Crime de computador é toda conduta ilícita praticada por meio de computador ou sistema de informática.
No livro "O Direito na Era da Informática ", a doutora Sandra Gouvêa, propõe a seguinte classificação para esse tipo de crime: Inserção, Alteração, Supressão e Furto de dados e informações.
Uma questão ainda suscita grande discussão: a diferença entre dado e informação. Numa definição gramatical  dado é o elemento ou quantidade conhecida que serve de base à solução de um problema e informação é o conjunto dos atos que têm por objeto fazer prova de uma infração e conhecer-lhe o autor. Pode-se dizer ainda que dado é o elemento essencial para formação de um juízo  e informação é sinal ou grupo de sinais de um repertório que pode ser tratado, armazenado . Na realidade, podemos considerar a informação como sendo o dado aplicado na situação prática.
A inserção é a adição de uma nova informação no sistema - aqui entendido como um banco de dados. Alteração é a modificação de uma informação já presente no sistema. Supressão é o ato de esconder, tirar, apagar, uma informação do sistema.
No furto a coisa alheia não é tirada de seu proprietário. O agente pratica o crime pelo simples acesso, ou conhecimento da informação.
No romance "Post Mortem ", de Patrícia Cornwell, a personagem principal - a médica legista Kay Scarpetta - tem seu computador invadido e um dos laudos de autópsia é modificado. Temos aqui um exemplo de inserção e alteração. Houve também furto, pois se tomou conhecimento de uma informação reservada. Se o invasor tivesse apagado algo, haveria então a supressão.
Diz o artigo primeiro do Código Penal que não há crime sem lei anterior que o defina, nem pena sem prévia cominação legal. Podemos dizer então que a conduta ilícita praticada pelo computador não é crime pelo simples fato de não haver lei anterior que a defina?
 Diz o artigo 4.º da Lei de Introdução ao Código Civil que o juiz utilizar-se-á da analogia, dos costumes e dos princípios gerais do direito, quando a lei for omissa, para decidir. Esse artigo trata não apenas de interpretação, mas de integração de uma norma ao ordenamento jurídico. No caso de crimes de computador a analogia é aplicada ao método de execução da conduta e não sobre o núcleo da ação prevista na lei.
 O crime continua o mesmo. O que muda é o modo de execução da conduta. Posso, por exemplo, matar alguém apertando o gatilho de uma arma na direção dele, ou mandando-lhe uma carta com um veneno em pó mortal, ou ainda invadir o computador do hospital aonde esteja internado e trocar-lhe a medicação , diretamente na ficha do paciente, de glicose por cloreto de potássio causando-lhe a morte.
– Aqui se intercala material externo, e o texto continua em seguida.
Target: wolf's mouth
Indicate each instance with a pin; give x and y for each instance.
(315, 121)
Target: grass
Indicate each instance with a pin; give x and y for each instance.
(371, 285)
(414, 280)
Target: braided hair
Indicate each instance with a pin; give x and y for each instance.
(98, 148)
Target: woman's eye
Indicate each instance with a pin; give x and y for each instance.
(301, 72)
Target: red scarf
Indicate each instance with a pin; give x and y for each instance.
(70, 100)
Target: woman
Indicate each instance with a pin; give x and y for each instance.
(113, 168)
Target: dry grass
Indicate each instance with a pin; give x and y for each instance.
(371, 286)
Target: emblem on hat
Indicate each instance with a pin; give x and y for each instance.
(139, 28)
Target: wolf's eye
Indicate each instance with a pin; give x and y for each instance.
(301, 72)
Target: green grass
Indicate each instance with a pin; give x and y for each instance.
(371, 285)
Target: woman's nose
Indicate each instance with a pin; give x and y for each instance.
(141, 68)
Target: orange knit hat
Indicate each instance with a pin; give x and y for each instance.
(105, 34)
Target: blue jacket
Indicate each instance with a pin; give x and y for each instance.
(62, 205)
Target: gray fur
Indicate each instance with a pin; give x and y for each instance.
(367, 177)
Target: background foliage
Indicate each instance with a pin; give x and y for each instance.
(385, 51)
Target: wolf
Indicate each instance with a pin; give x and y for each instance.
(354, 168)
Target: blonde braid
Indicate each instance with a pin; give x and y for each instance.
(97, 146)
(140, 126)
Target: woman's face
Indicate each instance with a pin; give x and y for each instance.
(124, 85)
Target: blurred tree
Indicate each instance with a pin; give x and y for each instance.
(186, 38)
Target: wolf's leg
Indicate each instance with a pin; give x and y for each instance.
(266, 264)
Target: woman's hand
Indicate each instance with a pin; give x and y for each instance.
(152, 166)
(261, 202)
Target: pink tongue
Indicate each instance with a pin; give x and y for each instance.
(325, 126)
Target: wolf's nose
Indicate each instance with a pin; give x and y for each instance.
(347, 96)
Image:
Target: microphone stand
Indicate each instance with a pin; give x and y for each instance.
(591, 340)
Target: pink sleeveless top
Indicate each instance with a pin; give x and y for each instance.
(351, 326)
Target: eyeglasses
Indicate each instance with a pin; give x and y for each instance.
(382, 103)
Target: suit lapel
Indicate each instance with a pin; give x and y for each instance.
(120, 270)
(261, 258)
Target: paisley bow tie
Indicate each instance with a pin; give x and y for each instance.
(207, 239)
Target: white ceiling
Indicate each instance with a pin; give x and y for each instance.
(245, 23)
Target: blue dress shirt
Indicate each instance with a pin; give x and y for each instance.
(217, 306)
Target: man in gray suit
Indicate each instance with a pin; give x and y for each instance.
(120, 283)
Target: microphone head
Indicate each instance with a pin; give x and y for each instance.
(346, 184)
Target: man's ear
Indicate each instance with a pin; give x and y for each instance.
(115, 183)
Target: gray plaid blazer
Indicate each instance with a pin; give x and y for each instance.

Nos três casos foi praticado homicídio. Através de uma conduta diferenciada se chega ao mesmo resultado previsto na lei.
 Segue a cópia da ementa de um julgamento  de uma habeas corpus, feito pelo Ministro Sepúlveda Pertence sobre o tema:


Agora vejamos o caso do vírus de computador Melissa. O usuário recebe um correio eletrônico com um arquivo anexado. Ao abrir esse arquivo o vírus entra em ação. Ele utiliza a lista de endereços eletrônicos do usuário. Manda uma mensagem para os primeiros cinqüenta nomes da lista com um arquivo anexado que contém o vírus. E assim sucessivamente, garantindo assim a rápida disseminação. O interessante é que o Melissa só funciona nos programas Outlook e Word da Microsoft. O advogado do suspeito de ser o criador desse vírus disse: "O vírus Melissa não destrói, não danifica nem apaga arquivos. Tudo o que ele faz é mandar uma mensagem inofensiva para meia centena de pessoas. Meu cliente, portanto, não cometeu nenhum crime. "
 Não cometeu mesmo nenhum crime? Como o juiz deve proceder nesse caso? Como provar que o suspeito preso é o autor do vírus. Houve dano? Como prová-lo?
 

2 - DAS PROVAS
 

A grande questão se encontra agora no processo. Materialidade e autoria. Como provar? A atividade de investigação dos delitos praticados via Internet se dá basicamente através da interceptação das comunicações.
A Lei 9296/96 que regulamenta o inciso XII, parte final, do art. 5.º da Constituição Federal, trata da "interceptação de comunicações telefônicas de informática e telemática ". Diz o seguinte:

O primeiro erro do legislador foi ter usado a palavra interceptar, pois esta significa interromper o fluxo de uma coisa, por obstáculo a, impedir, cortar, deter, fazer parar. Ora, quem viola "comunicações de informática e telemática" faz qualquer coisa, menos interceptar.
O segundo erro está no parágrafo único do artigo primeiro. O legislador igualou comunicações telefônicas às "comunicações de informática e telemática". Uma é completamente diferente da outra. A comunicação telefônica consiste na transmissão da voz, da conversação. E a de "informática e telemática" consiste na transmissão de dados.
Diz o artigo 5.º, inciso XII:
 


Está claro que a expressão "salvo, no último caso" refere-se à "comunicações telefônicas" apenas. Então "as comunicações de dados" são invioláveis. Não sendo possível, a violação, nem mesmo com autorização judicial. Logo, a lei 9296/96 é inconstitucional. A prova obtida dessa maneira é ilegal.
 E como fica a investigação nesses casos? Se as provas foram obtidas através da interceptação, como diz a Lei 9296/96, o processo é nulo, pois baseou-se numa lei inconstitucional. Trata-se de flagrante violação do inciso XII do artigo 5.º da Constituição Federal.
 Então poderíamos considerar esse elemento apenas como indício, uma prova meramente circunstancial?
 Não. O inciso LVI do artigo 5.º da Constituição Federal diz:
 

 Portanto, de acordo com a atual legislação brasileira, não há como se punir o crime de computador pela total falta do meio de prova.



III - O AGENTE


A palavra hacker nasceu nos laboratórios de computação do MIT (Massachusetts Institute of Technology). Eram assim chamados os estudantes de computação que ficavam noites, até dias, dentro do laboratório fuçando, pesquisando e experimentando tudo que o computador pudesse fazer. Fuçador, segundo os especialistas no assunto, seria a tradução mais correta. Originariamente designava o especialista, aquele que sabe tudo de determinado assunto, no caso computador.
Esse significado se tornou um tanto quanto romântico nos dias de hoje. Cada vez mais a mídia noticia casos de invasão de sistemas de computador, problemas com vírus. O hacker passou a ser um inimigo da sociedade.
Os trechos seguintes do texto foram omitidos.